Lawmakers’ schedules are almost always packed during recess. The typical recess schedule will include town hall meetings, listening sessions, visits to local businesses, and meetings with individual constituents. This is also true for the many staff members working for our members of Congress. The staff is often from the state or district of the member of Congress and they usually take the time to return home to attend events and meetings with their boss or on their own. They may be in the district or state for less time, but they are certainly active during this time period, often exploring areas of policy in which they specialize.
NHIA has materials to support you in this work on our website at nhia.org/resource/legislative. You don’t have to do it alone. We stand prepared to help on a personal level also. Now is the time to work to get the Medicare Home Infusion Site of Care Act passed. That means educating elected officials on the value of home infusion therapy and asking them to cosponsor this legislation for the benefit of their constituents who need access to IV services at home.
Most members of Congress have not forgotten that “all politics is local.” Let’s let them know that America’s Medicare beneficiaries deserve the option to receive infusion in their home and that they can provide this option while saving the government money.
It Is About You
At the Oley meeting, I spoke with several people on long-term home nutrition support who are dealing with Medicare’s failing coverage structure for home infusion.
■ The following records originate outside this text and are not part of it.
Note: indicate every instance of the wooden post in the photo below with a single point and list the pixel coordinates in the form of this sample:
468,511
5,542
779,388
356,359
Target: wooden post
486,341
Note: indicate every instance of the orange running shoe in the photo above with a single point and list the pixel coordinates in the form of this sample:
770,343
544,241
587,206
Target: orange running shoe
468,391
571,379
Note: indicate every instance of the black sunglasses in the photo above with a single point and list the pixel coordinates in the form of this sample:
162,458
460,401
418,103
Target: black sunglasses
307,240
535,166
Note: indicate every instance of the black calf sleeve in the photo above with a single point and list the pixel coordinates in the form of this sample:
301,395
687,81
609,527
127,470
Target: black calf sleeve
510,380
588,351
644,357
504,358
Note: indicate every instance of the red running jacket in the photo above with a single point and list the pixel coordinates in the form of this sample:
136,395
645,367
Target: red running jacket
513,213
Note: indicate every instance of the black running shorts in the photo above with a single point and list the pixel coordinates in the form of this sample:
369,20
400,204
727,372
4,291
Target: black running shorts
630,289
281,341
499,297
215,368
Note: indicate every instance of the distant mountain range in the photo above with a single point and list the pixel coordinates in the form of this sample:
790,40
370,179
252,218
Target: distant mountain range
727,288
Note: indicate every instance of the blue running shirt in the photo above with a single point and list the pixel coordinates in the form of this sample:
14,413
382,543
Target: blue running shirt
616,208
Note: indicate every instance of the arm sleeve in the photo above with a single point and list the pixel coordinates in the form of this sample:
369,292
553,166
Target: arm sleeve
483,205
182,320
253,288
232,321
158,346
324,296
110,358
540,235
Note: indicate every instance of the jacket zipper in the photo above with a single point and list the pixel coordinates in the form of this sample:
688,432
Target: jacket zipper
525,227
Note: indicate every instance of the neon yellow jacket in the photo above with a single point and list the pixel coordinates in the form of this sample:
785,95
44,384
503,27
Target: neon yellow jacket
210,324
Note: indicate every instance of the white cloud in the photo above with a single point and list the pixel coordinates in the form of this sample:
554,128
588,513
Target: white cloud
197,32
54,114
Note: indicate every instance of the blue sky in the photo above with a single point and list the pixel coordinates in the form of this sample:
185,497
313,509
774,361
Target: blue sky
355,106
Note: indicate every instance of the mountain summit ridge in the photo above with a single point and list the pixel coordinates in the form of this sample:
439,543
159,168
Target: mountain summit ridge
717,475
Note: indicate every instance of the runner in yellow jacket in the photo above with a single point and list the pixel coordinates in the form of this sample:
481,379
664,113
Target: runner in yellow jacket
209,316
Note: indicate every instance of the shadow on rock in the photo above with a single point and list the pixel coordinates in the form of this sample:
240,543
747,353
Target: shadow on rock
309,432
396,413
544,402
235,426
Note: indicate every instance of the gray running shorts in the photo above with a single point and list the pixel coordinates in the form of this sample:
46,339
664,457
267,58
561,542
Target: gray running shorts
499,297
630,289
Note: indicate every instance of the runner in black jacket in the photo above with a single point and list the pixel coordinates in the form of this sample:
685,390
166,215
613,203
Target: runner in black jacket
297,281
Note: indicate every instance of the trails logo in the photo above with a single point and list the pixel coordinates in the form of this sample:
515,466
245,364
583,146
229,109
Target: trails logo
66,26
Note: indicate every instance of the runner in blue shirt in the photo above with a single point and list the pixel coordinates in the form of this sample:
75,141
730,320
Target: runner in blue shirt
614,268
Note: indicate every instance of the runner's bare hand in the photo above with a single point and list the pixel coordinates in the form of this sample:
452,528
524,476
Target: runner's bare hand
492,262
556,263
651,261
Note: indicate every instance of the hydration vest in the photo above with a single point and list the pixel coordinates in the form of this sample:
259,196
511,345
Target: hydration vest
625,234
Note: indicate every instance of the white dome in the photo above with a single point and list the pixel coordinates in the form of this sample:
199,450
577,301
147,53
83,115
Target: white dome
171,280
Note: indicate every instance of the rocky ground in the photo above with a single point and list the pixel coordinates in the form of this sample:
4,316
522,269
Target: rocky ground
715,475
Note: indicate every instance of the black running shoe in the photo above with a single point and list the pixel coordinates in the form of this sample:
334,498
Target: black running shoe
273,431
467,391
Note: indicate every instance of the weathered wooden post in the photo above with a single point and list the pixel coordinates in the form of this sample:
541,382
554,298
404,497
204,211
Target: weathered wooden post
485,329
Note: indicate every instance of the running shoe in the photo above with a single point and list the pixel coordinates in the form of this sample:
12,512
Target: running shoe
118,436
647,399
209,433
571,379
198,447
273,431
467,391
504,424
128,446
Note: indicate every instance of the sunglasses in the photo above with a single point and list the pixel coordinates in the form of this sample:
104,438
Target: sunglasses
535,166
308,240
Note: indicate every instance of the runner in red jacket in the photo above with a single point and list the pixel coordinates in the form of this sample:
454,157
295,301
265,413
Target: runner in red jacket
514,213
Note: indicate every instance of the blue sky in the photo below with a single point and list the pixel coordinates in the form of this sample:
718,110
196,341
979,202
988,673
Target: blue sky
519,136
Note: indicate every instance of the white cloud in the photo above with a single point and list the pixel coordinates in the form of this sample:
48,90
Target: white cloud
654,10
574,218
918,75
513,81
Many of them had stories to tell regarding the challenges they faced getting hydration covered under Medicare.
One of the young women I met who has short bowel syndrome is advocating in her home state on several issues. She was kind enough to share with me her concern about a possible future where she is on disability and unable to access home infusion therapy due to a lack of Medicare coverage. To her, MHISCA not passing represents a real fear.
She is telling her story and you need to do the same. It is your stories that will affect change!